Monday, August 19, 2013

Why do journals no longer publish hypothesis without validation?

In the past journals regularly published hypotheses.

The first Watson and Crick paper was little more than a hypothesis (The first sentence of that paper was: "We wish to suggest a structure for the salt of deoxyribose nucleic acid (D.N.A.)."). So was the Corey-Pauling alpha-helix paper. 

The "one-gene, one-enzyme" paper by Beadle and Tatum was a hypothesis. The first DNA coding paper by Gamow was a hypothesis. 

Although not formally published, Crick's famed tRNA paper, which introduced the "wobble-hypothesis" for the third anticodon position, which allowed deciphering of the genetic code, was a hypothesis, was widely circulated among the practitioners. 

The central dogma paper by Crick was a hypothesis. The so-called French-flag model of morphogen gradient in developmental biology was a hypothesis by Lewis Wolpert. Crick wrote a paper in Nature in early 1970s on the probable physical size limit of morphogens, which was entirely a hypothesis (no morphogen was yet identified). The proposal that eukaryotic chromosome ends must have a special structure (specifically, a hair-pin, which some 15 years later was discovered as telomeres) was a hypothesis advanced by Jim Watson in the late 1960s in Nature. In 1964, Robin Holliday proposed the now famous Holliday junction model of DNA recombination, which could be directly tested some 25 years after the publication of the hypothesis.  The second realistic model  of DNA recombination, the so-called Meselson-Radding model, published in PNAS was entirely hypothetical.

In other areas of science publishing hypothesis was the norm.  

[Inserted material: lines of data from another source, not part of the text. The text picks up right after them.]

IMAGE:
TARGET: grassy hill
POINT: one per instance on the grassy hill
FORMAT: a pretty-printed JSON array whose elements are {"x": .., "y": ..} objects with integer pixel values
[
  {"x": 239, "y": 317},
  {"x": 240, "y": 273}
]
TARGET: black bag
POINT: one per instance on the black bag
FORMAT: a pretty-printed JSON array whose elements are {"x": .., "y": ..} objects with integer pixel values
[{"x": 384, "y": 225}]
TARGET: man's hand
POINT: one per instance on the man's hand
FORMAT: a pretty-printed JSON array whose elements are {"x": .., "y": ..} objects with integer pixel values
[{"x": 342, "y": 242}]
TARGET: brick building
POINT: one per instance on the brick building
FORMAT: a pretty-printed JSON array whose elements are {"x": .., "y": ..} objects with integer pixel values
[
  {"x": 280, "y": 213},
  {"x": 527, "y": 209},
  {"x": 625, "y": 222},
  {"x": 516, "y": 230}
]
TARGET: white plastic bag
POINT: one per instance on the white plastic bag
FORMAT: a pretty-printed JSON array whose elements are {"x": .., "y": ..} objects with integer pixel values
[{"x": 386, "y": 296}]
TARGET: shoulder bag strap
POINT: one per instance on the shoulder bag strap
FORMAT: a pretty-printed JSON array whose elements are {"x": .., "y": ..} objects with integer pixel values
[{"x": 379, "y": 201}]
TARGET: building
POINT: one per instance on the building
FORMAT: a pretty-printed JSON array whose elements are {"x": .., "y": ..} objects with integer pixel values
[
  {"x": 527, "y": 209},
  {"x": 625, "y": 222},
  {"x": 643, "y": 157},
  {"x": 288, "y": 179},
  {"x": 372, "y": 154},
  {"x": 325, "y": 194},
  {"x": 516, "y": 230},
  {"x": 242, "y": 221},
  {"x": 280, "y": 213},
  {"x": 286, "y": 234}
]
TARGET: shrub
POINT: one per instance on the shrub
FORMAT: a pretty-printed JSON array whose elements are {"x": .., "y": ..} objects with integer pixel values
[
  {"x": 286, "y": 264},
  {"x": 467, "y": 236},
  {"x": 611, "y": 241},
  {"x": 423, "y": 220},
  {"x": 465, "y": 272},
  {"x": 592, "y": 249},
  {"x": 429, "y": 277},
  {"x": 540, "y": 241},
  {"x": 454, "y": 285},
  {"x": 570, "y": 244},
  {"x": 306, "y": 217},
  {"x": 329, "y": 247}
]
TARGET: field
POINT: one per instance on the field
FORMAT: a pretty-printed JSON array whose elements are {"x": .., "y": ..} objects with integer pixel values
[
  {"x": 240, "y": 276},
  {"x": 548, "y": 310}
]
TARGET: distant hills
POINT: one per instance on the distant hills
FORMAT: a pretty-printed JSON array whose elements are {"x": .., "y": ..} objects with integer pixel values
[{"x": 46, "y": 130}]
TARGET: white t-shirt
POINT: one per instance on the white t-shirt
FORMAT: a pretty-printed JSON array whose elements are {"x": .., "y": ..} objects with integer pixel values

The famous Bohr's paper on atomic theory was strictly speaking a hypothesis (consistent with past data), the general theory of relativity was a hypothesis (proved a few years later by observing the bending of light past the sun during a complete solar eclipse). Schroedinger's equation paper was a hypothesis (it can't be derived). Plank's famous paper that introduced quantization of energy was a hypothesis. 

 I could go on and on. 

In recent times, journal editors and reviewers have generally and unintentionally conspired together to not publish hypothesis without validation, because of impact factor considerations.  A hypothesis without validation is hard to evaluate, and so it is risky for a journal to publish because it might be proved wrong. If proved wrong, the article would not be cited further, and this should lower the journal's impact factor rating.

For example, in early 1970s,there was a paper published in Nature entitled "A quantum mechanical muscle model" (by CWF McClare), which proposed that actin and myosin molecules generate force through a quantum mechanical "resonance" process, which turned out to be untestable (not incorrect, mind you), and was hardly cited (the untimely death by suicide of the author due to mental depression might have also contributed to the paper being not much cited, however). 

This does not necessarily need to be the case.  For example, the Meselson-Radding model of DNA recombination turned out to be incorrect in general (though there are some specific cases wherein it is likely true), and yet was widely cited because this (ultimately incorrect) model prompted a flurry of experimental and theoretical investigations.  

As Carl Popper, the preeminent philosopher of modern science, has shown (See, "Conjectures and Refutations" by Popper), hypotheses that are proven wrong are more useful hypotheses for the progress of science than are hypotheses that are difficult to test. 

So when the mud settles, we might look back to this age and conclude that the current journal trends might indeed have impeded the progress of science!